- Born: September 10, 1939
- Died: September 10, 2017 (aged 78) Hawi, Hawaii, United States
- Allegiance: United States
- Branch: United States Army
- Service years: 1962 - 1982
- Rank: Lieutenant Colonel
- Conflicts: Vietnam War
- Alma mater: University of Kentucky

= Jim Channon =

United States Army officer (1939–2017)

James B. Channon (September 20, 1939- September 10, 2017) was a U.S. Army lieutenant colonel, New Age futurologist, and business consultant. He was primarily known for authoring the First Earth Battalion Operations Manual (1979, and later editions), a popular book pointing the way toward a New Age transformation in the U.S. military. The graphic-heavy publication was inspired by Stewart Brand's Whole Earth Catalog.

==Biography==
Channon received a B.A. in fine art and an M.A. in behavioral communications from the University of Kentucky. He also held a Master of Military Arts and Sciences (M.M.A.S.) degree from the United States Army Command and General Staff College and a Master of Strategic Studies (M.S.S.) degree from the United States Army War College.

He served in the U.S. Army as an infantry officer from 1962 to 1982 and completed two tours in the Vietnam War (1965–66 and 1970–71), with the 173rd Airborne Brigade. His work and philosophy during his last years on active duty were documented by journalist Jon Ronson in his 2004 book The Men Who Stare at Goats. According to Ronson's book, Channon spent time between 1977 and 1979 with many of the people in California credited with starting the human potential movement (including forays to the Esalen Institute) and in 1979 wrote a 125-page "operations manual" for a proposed "First Earth Battalion".

His concept was that a new generation of "warrior monks" would utilize countercultural principles to better prevail in future conflicts with the nation's adversaries. At a subsequent 1979 briefing at the Fort Knox officer's club, Channon presented his concepts to "commanders", who (he claims) immediately made him the first commander of the First Earth Battalion. (Channon has also told a slightly different version of this story which takes place during a meeting of the "think tank" Task Force Delta, which first convened in 1983 and occurred at Fort Leavenworth, Kansas.)

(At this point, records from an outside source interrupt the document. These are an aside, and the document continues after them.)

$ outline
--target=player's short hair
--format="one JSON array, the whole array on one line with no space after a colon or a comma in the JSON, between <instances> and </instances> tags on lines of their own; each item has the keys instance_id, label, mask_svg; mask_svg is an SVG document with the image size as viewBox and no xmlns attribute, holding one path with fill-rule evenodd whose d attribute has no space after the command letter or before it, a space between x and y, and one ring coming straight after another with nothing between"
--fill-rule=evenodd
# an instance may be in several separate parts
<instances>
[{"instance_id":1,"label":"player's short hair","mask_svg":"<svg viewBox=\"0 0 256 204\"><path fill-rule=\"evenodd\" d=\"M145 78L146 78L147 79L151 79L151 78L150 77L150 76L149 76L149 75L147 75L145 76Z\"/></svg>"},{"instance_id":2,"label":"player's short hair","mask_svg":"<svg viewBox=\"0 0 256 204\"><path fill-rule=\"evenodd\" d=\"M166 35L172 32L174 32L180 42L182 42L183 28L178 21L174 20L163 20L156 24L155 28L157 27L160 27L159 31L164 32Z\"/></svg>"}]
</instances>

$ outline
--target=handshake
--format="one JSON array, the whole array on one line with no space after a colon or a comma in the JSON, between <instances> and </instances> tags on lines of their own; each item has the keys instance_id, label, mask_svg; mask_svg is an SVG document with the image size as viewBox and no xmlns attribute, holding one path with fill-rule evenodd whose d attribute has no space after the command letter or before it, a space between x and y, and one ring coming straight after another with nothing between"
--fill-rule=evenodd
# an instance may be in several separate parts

After retiring from the Army, Channon continued to promote his concepts and worked as an "organizational transformation consultant" to such companies as AT&T, Du Pont, and Whirlpool. In 1990, he was featured in Fortune magazine as the business world's first corporate shaman. He was described as specializing in "helping managers express their vision by creating a picture that makes corporate goals tangible against a starry universe or earthscape background. But at heart he sees himself as a shaman."

He was featured in Omni and other magazine/websites as the founder of the Army's First Earth Battalion.

In a 2004 video interview with Ronson, Channon said that he was still consulted by "top brass" ("like the Chief of Staff of the Army") and was still officially the commander of the First Earth Battalion.